Bella's Script

Bella's Script
Berpisah dengan masa lalu



Mengurusi segala administrasi tentang film ternyata cukup menyenangkan. Bella bertemu dengan banyak orang di industri perfilm-an. Pengalaman Devan yang mumpuni dan ternyata mengenal banyak orang, membuat semua proses berjalan lancar.


Dimulai dengan pergi ke Lembaga Sensor Film lalu kali ini mengurus Hak Cipta. Serangkaian proses ini Bella ikuti bersama tim Lawyer dari PH.


Dulu, setelah selesai syuting semua masalah administrasi ini di serahkan pada Lawyer. Ada satu dua orang yang ikut namun tidak pernah Bella. Kali ini, ia ingin mengetahui lebih banyak tentang prosedur administrasi dan ketentuan terkait hal ini.


Ternyata prosedur administrasinya tidaklah pelik asalkan kita mengikuti semua aturan dan memenuhi syarat administrativ yang telah di tentukan.


Selesai dengan semua urusan, mereka memutuskan untuk kembali ke PH. Lawyer PH pulang terpisah dengan Bella dan Devan.


“Sayang, aku ke toilet bentar ya, kamu bisa tunggu di sana.” Tunjuk Devan pada sebuah bangku tunggu di area taman belakang bangunan ini.


“Iya mas. Sini, aku bawain laptopnya.” Bella meminta laptop yang di bawa Devan.


“Makasih sayang…”


“Sama-sama…” Bella mengambil alih laptop dari Devan.


“Tunggu yaa, aku gak lama.” Pesan Devan seraya mengusap pucuk kepala sang istri, ini sudah menjadi kebiasaanya. Bella hanya mengangguk saja seraya mengiyakan.


Devan pergi lebih dulu menuju toilet dan Bella menunggu, duduk di bangku taman. Ia melihat ke sekeliling taman yang asri dengan bangunan tinggi menjulang. Tempat ini memang cukup asing bagi Bella.
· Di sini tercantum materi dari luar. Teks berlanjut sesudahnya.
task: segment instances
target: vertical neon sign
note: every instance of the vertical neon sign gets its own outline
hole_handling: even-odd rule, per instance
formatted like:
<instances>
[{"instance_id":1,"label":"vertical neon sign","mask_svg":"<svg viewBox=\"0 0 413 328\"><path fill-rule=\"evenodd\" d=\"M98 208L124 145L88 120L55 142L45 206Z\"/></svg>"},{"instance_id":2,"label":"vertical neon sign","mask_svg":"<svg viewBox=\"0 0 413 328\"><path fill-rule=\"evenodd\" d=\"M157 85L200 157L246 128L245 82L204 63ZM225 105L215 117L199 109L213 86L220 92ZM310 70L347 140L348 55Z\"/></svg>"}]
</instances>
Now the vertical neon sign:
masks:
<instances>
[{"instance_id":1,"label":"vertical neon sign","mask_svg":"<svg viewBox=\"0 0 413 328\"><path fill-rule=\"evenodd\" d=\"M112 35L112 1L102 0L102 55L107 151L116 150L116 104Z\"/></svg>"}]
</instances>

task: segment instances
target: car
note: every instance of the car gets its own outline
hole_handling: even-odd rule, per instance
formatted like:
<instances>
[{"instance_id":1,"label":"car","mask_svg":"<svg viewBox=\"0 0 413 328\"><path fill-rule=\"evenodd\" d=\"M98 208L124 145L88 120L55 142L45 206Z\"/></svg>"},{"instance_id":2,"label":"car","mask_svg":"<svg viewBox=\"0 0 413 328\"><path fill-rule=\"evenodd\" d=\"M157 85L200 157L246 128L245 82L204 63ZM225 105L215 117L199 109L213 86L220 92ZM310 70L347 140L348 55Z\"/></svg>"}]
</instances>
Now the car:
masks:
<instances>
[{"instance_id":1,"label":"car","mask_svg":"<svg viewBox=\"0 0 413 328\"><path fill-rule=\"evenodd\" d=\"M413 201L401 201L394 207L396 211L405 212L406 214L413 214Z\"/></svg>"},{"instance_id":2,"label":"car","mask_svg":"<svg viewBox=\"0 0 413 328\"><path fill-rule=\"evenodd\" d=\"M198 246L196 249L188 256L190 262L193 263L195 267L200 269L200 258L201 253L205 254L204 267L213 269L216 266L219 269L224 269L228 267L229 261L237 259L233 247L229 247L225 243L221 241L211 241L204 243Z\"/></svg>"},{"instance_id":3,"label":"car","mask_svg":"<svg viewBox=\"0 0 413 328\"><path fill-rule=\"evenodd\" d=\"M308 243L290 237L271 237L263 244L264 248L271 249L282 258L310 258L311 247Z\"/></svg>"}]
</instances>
Selama ini ia hanya mendengarnya saja dan mengetahui alamatnya namun tidak pernah datang langsung ke sini.


Sambil menunggu Devan, Bella memainkan ponselnya. Ia mengecek pesan masuk dan ada satu pesan masuk dari Inka.


“Belsky.. Lo balik lagi ke PH gak?” Tulis Inka sekitar 10 menit lalu. Rupanya saat Bella berbicara dengan orang-orang di dalam, pesan ini di kirim Inka.


“Bukan, gue perlu masukan lo buat tata panggung nanti malem. Perasaan ada yang kurang gitu.”


“Kirim dulu fotonya, gue liat bentar.”


Tidak berselang lama, foto penataan panggungpun di kirim Inka. Ada sekitar 8 foto dan foto terakhir adalah foto Inka bersama Roni yang berpose menangkupkan kedua tangan di depan dada sebagai tanda ucapan terima kasih.


“Iya sama-sama, gue liat dulu.” balas Bella.


Bella mulai memperhatikan satu per satu gambar, memperbesarnya untuk melihat detail yang terasa kurang. Di gambar pertama ia tidak menemukan apa-apa, foto ini di ambil dari sudut kiri. Tapi hal berbeda Bella temukan di foto kedua, memang terlihat ada yang kurang dari sudut ini.


"Minta juru lampu, mindahin lampu sorot yang deket speaker ke tengah. Biar simetris kalo lampu sorotnya cuma satu." Tulis Bella.


Asyik memandangi foto dan berbalas pesan, Bella sampai tidak sadar kalau seseorang sudah duduk di sampingnya. Ia memandangi Bella dengan segaris senyum saat melihat wajah serius Bella yang begitu menarik. Beberapa helai anak rambut menutupi wajahnya membuat kesan cantik alami itu ketara semakin kuat.


“Bell,..” Panggil sebuah suara yang sangat tidak asing bagi Bella.


Bella langsung terhenyak dan mencengkram ponsel di tangannya. Ia sedikit bergeser sebagai refleks saat sadar jarak ia terduduk dengan orang itu terlalu cukup dekat.


“Rangga,?” Lirih Bella dengan penuh keterkejutan.